The Government Electronics and Information Technology Association released its annual evaluation of the federal IT market in November 2001, but all of the interviews for the information assurance study occurred before Sept. 11. So GEIA went back for a look at how the new homeland security mission has changed the market.

The organization discovered that needs have changed, but little funding has made its way to agencies, said Cal Shintani, co-chairman of the information assurance study and a vice president of business development and strategic planning at Veridian.

Of the $40 billion emergency supplemental funding provided by the White House and Congress, about $70 million has gone to IT. And almost half of that went to the FBI. Funding for activities under the USA Patriot Act had similarly small numbers for IT projects and programs, in view of the overall funding provided, Shintani said. The USA Patriot Act gives government investigators broad powers to track wireless phone calls, intercept e-mail messages, monitor computer use and listen to voice mail messages.

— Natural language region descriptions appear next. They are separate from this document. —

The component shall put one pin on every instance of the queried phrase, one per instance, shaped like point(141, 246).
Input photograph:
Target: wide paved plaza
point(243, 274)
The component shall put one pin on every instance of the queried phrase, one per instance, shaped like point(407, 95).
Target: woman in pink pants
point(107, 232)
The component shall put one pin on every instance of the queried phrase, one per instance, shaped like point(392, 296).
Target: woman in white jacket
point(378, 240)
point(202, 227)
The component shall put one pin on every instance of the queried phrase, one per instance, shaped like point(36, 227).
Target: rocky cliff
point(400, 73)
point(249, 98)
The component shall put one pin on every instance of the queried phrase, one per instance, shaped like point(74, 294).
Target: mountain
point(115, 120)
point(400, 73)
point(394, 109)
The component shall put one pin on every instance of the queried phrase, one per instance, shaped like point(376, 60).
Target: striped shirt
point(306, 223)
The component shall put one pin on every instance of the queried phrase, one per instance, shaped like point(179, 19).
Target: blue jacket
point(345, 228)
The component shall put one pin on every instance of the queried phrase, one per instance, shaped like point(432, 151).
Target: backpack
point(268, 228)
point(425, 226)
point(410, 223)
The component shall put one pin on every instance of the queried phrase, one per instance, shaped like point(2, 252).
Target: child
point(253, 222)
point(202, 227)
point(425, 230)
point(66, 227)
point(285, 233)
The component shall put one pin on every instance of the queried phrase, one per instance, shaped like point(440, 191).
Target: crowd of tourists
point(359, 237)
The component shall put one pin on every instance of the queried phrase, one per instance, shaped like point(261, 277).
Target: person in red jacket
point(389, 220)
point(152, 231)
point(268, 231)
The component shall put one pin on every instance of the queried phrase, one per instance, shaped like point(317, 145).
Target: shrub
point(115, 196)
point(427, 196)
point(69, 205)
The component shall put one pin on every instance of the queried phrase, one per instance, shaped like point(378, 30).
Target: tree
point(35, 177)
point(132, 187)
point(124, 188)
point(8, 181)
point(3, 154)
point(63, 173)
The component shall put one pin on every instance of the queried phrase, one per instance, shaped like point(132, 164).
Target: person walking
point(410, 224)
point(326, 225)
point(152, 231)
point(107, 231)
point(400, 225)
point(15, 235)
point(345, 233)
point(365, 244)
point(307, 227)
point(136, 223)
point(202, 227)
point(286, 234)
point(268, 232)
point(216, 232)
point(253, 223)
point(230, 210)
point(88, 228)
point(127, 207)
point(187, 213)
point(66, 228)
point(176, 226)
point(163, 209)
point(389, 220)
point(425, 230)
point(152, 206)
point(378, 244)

For the most part, the language out of Congress since Sept. 11 has been for unfunded programs that likely will receive money in coming budgets as evaluations are completed, he said. This includes studies into the feasibility of integrating biometrics into the FBI's Integrated Automated Fingerprint Identification System (IAFIS) and a rapid identification and warning center for the Centers for Disease Control and Prevention. It also includes the decision to make the Financial Crimes Enforcement Network (FinCEN) into a bureau within the Treasury Department, giving the office more responsibility.

Agencies are also mirroring the movement in the commercial sector to re-evaluate business continuity plans. After Sept. 11, many of the most well-prepared companies — those in the financial sector — found that their plans did not really provide the continuity they needed, said Frank Hauck, executive vice president at EMC Corp.

The biggest problem that financial companies on and near Wall Street faced in the hours and days following the terrorist attacks was the electronic backup of all their files. Many firms had mirror sites separate from their main site — a logistical arrangement that agencies are realizing they must put in place. But even those firms are rethinking the business and IT decisions concerning the information and applications that are really mission-critical and must be brought back up immediately in the event of a disaster.